International Research Journal of Education and Technology

The design and analysis of a multiplexer (Mux) circuit utilizing adiabatic switching techniques, specifically focusing on Energy Recovery Logic (ERL) and Charge Recovery Logic (CRL), with particular emphasis on the ECRL and PFAL families. The primary objective is to significantly reduce power dissipation by recovering energy during signal transitions, which would otherwise be dissipated as heat in conventional CMOS circuits. Adiabatic logic circuits achieve this by performing logic transitions at slow voltage rates, allowing for energy recovery through controlled voltage sources or inductive elements. This study investigates methods to maximize the energy recovery, optimizing the inclusion of components like inductors and capacitors to facilitate energy transfer, minimize losses, and enhance efficiency.

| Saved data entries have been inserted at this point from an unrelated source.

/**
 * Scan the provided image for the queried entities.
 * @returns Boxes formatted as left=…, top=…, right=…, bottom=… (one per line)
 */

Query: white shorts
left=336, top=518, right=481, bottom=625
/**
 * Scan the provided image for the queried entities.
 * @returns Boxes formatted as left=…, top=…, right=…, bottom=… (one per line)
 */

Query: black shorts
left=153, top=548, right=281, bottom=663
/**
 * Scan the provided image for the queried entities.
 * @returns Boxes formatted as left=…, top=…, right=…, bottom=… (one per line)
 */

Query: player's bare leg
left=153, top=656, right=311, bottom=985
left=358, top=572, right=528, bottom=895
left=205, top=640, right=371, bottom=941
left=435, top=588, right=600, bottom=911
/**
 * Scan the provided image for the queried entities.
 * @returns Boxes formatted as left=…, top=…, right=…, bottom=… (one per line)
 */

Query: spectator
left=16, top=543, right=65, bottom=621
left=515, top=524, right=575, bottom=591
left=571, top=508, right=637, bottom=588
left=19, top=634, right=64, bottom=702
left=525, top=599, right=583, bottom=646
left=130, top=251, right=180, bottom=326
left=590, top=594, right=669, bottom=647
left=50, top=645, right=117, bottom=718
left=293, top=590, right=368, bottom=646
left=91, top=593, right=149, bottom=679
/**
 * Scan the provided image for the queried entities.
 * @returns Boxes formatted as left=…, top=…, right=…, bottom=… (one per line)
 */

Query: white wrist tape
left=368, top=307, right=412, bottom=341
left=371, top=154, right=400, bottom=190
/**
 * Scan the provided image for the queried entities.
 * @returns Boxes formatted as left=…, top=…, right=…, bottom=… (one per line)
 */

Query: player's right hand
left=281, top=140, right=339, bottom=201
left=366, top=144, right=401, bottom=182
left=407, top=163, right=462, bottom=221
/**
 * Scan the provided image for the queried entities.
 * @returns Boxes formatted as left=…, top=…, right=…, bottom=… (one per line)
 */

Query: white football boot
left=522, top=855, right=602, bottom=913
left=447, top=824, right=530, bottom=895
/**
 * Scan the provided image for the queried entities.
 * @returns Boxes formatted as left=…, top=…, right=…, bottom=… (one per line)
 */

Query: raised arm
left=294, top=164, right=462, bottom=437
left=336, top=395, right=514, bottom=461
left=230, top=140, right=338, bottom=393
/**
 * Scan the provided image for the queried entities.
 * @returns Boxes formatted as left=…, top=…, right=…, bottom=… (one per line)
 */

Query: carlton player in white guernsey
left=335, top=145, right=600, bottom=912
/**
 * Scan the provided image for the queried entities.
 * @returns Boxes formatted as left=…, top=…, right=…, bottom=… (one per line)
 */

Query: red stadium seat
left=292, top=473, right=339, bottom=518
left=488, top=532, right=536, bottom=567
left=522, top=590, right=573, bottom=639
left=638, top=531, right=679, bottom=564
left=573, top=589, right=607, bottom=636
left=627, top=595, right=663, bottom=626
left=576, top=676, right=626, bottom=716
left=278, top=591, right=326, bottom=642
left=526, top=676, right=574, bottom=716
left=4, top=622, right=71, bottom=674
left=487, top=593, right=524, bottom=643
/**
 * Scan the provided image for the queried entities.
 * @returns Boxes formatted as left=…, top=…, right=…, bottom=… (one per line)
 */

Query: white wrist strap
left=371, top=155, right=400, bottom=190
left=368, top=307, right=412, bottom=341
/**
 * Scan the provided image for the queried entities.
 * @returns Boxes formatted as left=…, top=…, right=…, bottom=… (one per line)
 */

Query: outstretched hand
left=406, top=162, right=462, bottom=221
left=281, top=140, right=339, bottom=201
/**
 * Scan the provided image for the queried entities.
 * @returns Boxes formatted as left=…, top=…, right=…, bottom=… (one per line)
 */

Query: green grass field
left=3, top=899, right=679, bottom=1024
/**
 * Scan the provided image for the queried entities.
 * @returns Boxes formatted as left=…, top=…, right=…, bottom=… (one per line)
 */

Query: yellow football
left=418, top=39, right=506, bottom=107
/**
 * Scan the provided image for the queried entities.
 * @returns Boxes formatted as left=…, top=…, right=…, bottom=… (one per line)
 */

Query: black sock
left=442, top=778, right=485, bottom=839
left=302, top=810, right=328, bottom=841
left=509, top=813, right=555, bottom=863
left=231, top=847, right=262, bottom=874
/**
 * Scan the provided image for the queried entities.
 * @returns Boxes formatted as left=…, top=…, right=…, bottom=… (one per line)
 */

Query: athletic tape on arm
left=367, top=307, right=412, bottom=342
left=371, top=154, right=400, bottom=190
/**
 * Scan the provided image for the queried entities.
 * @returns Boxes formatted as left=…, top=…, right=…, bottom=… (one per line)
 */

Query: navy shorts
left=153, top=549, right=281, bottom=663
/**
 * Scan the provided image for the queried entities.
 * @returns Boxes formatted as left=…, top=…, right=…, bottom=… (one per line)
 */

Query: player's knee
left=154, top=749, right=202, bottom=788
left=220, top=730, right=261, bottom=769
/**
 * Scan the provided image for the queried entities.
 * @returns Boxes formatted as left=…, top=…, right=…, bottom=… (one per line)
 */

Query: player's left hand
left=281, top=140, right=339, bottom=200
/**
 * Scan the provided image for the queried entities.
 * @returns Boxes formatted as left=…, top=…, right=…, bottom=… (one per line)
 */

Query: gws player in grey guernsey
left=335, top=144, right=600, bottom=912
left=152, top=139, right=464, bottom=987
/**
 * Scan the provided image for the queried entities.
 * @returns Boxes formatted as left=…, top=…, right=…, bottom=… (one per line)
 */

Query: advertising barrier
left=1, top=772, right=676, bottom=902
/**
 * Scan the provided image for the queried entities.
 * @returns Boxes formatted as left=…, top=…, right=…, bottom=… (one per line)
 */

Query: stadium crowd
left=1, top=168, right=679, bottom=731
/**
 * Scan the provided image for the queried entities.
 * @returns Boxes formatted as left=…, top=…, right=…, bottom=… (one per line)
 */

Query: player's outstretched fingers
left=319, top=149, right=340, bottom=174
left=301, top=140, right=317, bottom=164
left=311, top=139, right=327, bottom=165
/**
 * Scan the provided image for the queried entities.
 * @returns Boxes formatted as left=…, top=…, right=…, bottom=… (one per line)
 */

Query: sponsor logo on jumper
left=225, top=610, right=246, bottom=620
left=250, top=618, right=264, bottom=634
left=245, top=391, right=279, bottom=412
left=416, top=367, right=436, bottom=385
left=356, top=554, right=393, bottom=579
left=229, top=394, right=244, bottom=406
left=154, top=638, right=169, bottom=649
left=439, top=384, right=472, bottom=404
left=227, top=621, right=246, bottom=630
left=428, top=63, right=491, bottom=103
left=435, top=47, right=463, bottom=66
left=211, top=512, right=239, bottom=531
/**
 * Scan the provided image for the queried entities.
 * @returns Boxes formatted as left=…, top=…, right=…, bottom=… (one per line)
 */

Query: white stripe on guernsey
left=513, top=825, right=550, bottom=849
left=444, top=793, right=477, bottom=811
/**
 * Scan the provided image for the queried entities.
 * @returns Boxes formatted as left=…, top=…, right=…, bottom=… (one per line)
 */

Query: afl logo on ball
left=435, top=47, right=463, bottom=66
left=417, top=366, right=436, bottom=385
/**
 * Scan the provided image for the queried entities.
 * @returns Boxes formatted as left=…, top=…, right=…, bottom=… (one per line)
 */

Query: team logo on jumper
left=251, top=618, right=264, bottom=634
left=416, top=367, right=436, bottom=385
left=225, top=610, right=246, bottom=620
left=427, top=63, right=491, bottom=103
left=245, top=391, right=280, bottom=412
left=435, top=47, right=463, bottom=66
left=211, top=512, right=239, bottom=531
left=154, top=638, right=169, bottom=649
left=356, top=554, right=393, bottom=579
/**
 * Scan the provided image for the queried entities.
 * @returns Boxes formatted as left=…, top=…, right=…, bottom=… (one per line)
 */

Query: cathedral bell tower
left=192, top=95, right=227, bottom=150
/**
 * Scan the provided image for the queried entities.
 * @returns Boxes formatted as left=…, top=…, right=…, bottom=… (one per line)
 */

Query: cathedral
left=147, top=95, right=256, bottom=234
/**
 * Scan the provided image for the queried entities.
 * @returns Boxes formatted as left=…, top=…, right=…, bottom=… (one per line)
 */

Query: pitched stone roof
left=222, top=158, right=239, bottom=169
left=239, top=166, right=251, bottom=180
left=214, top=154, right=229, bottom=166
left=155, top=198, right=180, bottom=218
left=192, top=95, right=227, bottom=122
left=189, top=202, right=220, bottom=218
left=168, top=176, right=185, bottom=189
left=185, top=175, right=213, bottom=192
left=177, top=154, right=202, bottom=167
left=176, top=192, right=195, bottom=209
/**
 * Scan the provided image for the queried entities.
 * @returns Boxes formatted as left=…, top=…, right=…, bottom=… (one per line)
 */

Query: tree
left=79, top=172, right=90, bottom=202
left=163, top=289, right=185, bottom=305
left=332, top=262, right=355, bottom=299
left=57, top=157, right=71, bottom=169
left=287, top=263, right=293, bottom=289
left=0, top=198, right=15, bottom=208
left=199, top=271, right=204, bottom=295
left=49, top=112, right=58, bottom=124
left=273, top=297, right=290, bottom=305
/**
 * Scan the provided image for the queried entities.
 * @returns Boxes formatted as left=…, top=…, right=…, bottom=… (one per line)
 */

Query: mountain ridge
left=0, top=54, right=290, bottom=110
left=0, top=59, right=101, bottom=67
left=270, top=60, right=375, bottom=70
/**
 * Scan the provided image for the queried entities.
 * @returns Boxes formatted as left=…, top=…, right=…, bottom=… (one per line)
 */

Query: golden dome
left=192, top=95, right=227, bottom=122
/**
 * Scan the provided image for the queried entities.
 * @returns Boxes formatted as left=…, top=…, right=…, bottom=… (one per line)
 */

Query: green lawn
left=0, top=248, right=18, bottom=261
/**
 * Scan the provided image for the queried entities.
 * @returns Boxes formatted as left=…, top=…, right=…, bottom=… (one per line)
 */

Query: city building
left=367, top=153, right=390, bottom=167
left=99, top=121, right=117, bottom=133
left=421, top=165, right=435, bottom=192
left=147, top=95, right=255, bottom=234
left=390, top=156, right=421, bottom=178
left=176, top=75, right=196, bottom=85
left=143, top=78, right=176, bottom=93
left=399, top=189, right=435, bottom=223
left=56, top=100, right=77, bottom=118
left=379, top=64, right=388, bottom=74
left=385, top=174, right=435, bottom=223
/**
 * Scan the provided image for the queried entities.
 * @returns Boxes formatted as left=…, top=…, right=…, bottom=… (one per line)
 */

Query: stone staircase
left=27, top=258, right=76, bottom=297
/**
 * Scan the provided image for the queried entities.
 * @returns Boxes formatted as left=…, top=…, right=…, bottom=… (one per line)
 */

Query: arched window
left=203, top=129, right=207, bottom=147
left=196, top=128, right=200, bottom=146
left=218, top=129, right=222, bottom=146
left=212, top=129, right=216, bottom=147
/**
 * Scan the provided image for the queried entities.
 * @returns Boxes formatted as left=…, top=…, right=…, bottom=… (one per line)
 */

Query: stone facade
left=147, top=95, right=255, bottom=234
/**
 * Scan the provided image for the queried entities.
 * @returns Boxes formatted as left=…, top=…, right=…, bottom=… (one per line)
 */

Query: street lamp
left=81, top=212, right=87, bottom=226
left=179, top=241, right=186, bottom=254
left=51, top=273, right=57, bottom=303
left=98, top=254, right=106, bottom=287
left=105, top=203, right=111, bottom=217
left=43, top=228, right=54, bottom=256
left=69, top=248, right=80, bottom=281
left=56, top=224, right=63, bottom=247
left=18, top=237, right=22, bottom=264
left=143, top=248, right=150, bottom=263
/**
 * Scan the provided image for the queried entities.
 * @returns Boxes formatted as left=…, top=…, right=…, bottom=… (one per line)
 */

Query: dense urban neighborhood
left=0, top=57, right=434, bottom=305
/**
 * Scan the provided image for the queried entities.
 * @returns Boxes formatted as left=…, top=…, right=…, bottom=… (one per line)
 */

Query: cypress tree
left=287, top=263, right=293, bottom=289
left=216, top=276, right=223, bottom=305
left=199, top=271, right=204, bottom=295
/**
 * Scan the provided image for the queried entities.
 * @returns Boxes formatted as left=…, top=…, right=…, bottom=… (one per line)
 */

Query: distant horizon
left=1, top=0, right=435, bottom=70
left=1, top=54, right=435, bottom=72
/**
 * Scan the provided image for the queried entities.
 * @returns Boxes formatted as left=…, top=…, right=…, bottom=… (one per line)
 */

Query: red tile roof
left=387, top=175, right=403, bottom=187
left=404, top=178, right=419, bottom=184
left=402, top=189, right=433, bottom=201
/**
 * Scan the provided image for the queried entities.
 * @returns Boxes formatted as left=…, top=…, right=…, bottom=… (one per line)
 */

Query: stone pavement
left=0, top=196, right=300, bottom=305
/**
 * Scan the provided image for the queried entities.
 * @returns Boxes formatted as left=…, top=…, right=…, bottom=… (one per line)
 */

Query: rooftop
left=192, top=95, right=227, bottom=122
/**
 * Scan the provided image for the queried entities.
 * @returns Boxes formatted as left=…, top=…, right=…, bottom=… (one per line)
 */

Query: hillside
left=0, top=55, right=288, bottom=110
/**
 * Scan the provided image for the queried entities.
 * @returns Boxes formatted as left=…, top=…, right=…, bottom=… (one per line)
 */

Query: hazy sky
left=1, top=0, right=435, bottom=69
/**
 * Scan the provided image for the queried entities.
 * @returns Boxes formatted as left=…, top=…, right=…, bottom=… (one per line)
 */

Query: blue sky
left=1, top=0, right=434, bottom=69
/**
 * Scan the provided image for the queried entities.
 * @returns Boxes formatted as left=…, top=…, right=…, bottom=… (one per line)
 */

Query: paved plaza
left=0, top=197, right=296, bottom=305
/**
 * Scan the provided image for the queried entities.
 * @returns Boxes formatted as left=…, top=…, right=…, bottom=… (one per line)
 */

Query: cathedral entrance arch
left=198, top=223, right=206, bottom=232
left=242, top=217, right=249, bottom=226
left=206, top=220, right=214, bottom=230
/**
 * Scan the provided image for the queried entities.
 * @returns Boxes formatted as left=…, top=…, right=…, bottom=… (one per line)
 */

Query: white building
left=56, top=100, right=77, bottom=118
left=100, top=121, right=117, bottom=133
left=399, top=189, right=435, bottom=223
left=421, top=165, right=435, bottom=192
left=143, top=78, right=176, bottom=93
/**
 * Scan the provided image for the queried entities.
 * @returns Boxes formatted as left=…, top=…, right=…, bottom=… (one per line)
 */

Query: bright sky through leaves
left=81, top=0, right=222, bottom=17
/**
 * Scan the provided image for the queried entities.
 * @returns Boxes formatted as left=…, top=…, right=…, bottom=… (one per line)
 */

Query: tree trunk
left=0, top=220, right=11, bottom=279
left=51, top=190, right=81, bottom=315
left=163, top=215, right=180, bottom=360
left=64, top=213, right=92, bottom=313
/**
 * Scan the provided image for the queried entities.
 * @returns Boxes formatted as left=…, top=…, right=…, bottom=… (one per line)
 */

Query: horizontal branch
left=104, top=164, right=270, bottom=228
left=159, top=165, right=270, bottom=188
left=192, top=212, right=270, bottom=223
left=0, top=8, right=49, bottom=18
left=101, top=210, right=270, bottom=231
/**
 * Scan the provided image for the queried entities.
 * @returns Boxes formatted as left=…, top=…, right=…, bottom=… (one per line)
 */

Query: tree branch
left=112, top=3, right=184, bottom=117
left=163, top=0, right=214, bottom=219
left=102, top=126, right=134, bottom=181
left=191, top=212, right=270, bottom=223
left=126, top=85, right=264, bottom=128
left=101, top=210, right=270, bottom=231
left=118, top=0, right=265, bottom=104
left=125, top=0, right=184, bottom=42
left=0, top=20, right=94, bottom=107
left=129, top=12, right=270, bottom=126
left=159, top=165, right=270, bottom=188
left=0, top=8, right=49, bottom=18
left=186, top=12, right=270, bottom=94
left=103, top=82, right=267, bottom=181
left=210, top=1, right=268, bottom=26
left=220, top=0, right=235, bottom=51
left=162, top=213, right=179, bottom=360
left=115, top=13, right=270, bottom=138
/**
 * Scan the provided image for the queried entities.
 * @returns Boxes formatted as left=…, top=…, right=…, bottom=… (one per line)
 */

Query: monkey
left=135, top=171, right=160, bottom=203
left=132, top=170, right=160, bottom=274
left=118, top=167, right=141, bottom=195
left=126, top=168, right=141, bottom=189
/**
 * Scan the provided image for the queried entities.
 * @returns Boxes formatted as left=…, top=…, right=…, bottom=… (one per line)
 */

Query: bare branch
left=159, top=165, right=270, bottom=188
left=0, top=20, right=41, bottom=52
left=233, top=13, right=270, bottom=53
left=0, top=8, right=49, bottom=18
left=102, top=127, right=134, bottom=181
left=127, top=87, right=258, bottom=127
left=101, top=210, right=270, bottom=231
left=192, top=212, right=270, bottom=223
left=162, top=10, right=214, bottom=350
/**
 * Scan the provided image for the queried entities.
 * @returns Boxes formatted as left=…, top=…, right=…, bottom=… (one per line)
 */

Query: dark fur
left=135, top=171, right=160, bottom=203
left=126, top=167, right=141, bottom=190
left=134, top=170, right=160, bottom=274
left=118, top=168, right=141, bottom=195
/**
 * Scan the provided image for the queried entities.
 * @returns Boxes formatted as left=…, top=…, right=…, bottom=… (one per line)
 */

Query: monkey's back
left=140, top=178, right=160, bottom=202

A key challenge is to maintain an optimal balance between slow voltage transitions—required for energy recovery—and the need for acceptable switching speeds that meet the requirements of modern digital systems. We present a design for an efficient adiabatic multiplexer that incorporates these principles, ensuring that the circuit is capable of low power operation while meeting performance constraints. Simulations are conducted to assess various metrics, including power consumption, energy recovery efficiency, and switching speed, and to validate the effectiveness of adiabatic switching techniques in real- world scenarios.

Key Words: Energy Charge Recovery logic (ECRL),Positive Feedback Adiabatic Logic(PFAL), Adiabatic Logic.